TELECOM ITALIA LANCIA IL PROGETTO DI SOCIAL WRITING #WEHAVEADREAM

TELECOM ITALIA LANCIA IL PROGETTO DI SOCIAL WRITING #WEHAVEADREAM

 

A 50 anni dal celebre “I have a dream” pronunciato da Martin Luther King al Lincoln Memorial di Washington, Telecom Italia in collaborazione con Scuola Holden riprende quello storico discorso dedicandogli un grande progetto di scrittura collettiva a cui tutti sono invitati a partecipare.

A partire da lunedì 7 ottobre per 10 settimane 10 autori scelti da scuola Holden (Stefano Bartezzaghi, Matteo B. Bianchi, Mauro Berruto, Claudia de Lillo, Diego De Silva, Gad Lerner, Riccardo Luna, Guglielmo Scilla, Luca Sofri, Giovanni Veronesi) apriranno ogni lunedì con un twitt una discussione dedicata a 10 temi tratti dal discorso “I have a dream”, utilizzando l’hashtag #wehaveadream.

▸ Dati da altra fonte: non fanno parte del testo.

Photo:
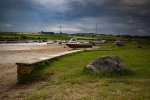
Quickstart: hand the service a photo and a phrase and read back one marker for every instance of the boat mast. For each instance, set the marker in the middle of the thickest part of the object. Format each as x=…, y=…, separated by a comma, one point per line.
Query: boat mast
x=59, y=25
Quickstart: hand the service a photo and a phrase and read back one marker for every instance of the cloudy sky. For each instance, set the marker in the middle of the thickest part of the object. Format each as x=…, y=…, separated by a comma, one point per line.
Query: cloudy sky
x=111, y=16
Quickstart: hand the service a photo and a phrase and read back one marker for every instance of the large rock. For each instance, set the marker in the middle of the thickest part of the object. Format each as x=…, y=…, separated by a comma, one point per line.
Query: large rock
x=106, y=63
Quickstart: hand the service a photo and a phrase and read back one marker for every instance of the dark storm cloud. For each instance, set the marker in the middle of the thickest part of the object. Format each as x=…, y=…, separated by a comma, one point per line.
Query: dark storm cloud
x=112, y=16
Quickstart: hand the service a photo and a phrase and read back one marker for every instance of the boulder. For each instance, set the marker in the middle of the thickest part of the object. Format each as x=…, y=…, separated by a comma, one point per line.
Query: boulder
x=106, y=63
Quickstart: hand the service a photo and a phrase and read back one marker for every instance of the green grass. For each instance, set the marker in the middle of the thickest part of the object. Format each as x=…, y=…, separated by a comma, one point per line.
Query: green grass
x=65, y=78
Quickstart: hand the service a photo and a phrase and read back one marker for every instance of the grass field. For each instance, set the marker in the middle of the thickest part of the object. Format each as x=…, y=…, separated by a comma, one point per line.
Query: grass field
x=65, y=78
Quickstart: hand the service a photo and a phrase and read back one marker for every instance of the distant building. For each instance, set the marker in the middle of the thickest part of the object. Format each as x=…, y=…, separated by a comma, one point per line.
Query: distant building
x=49, y=33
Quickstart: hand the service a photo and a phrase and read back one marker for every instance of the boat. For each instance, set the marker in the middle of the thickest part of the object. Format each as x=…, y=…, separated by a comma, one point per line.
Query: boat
x=74, y=43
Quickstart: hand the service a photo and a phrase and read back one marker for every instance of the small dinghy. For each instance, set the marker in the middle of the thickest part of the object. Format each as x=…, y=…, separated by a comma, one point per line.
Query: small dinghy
x=73, y=43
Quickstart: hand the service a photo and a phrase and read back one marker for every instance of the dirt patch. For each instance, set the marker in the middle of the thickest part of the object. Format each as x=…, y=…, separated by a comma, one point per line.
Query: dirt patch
x=9, y=55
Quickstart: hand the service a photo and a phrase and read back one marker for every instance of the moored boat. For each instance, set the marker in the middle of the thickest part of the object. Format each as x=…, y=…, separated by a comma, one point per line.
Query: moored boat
x=73, y=43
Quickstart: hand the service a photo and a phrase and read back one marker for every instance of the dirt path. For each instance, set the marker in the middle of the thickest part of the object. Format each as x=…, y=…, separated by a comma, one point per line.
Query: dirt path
x=9, y=55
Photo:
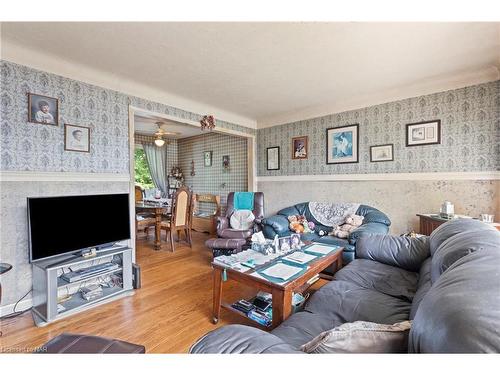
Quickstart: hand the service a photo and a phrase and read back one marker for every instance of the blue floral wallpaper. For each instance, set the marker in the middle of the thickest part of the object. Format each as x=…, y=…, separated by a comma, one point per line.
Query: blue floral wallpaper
x=470, y=129
x=33, y=147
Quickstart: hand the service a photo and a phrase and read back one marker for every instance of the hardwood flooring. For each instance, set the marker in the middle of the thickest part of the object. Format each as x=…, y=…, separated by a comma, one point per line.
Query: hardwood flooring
x=167, y=315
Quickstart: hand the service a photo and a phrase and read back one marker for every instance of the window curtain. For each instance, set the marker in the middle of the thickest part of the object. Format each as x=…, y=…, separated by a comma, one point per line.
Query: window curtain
x=156, y=158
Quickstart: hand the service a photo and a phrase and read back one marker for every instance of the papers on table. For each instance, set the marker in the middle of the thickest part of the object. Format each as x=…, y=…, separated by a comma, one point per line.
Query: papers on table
x=281, y=271
x=299, y=257
x=320, y=249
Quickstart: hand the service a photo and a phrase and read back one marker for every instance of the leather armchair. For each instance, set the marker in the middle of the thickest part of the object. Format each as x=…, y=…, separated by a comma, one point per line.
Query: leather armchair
x=224, y=229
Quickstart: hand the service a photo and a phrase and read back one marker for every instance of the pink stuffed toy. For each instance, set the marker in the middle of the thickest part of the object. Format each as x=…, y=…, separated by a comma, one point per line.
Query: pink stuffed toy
x=351, y=222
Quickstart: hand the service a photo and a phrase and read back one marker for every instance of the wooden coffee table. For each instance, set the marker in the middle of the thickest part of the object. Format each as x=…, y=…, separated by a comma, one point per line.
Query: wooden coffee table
x=281, y=293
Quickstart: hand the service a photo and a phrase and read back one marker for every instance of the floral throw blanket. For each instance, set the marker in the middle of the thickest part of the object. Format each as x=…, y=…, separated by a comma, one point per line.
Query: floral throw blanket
x=332, y=214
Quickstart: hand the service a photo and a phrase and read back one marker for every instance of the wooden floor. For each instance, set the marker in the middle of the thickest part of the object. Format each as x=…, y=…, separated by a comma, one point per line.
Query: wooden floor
x=167, y=315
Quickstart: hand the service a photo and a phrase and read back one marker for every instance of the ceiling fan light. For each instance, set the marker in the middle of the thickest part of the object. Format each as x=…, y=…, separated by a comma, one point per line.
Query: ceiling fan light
x=159, y=142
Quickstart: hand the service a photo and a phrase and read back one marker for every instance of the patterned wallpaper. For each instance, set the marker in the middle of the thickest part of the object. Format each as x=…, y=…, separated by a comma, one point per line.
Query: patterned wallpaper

A questo punto, per partecipare alla discussione in tempo reale basterà inviare un tweet di risposta con gli hashtag #wehaveadream e #temadellasettimana (es. #libertà) direttamente dal sito di progetto telecomitalia.com/wehaveadream con Twitter Connect o dal proprio account Twitter personale.

Tutti i tweet saranno raccolti in un visore con il live tweeting degli utenti che si arricchirà in tempo reale di spunti e riflessioni, creando così una grande narrazione collettiva sul Tema.

Ogni giorno, dal lunedì a venerdì, Scuola Holden contatterà con un tweet pubblico gli autori dei 4 tweet migliori, che avranno l’opportunità di elaborare il loro tweet in un breve racconto. Questi racconti saranno poi pubblicati su telecomitalia.com/wehaveadream da Scuola Holden e si potranno leggere nella gallery dedicata del sito.

Tra tutti i racconti pubblicati sul sito, saranno successivamente scelti 4 vincitori per ogni tema: 3saranno selezionati da una giuria di esperti di Scuola Holden, mentre 1 sarà quello che avrà ricevuto più voti dagli utenti sul sito di progetto.

I racconti vincitori saranno infine collezionati e pubblicati da Scuola Holden in un opera che rappresenterà la summa del discorso condiviso sul tema, mentre i loro ideatori compariranno come autori del discorso finale #wehaveadream.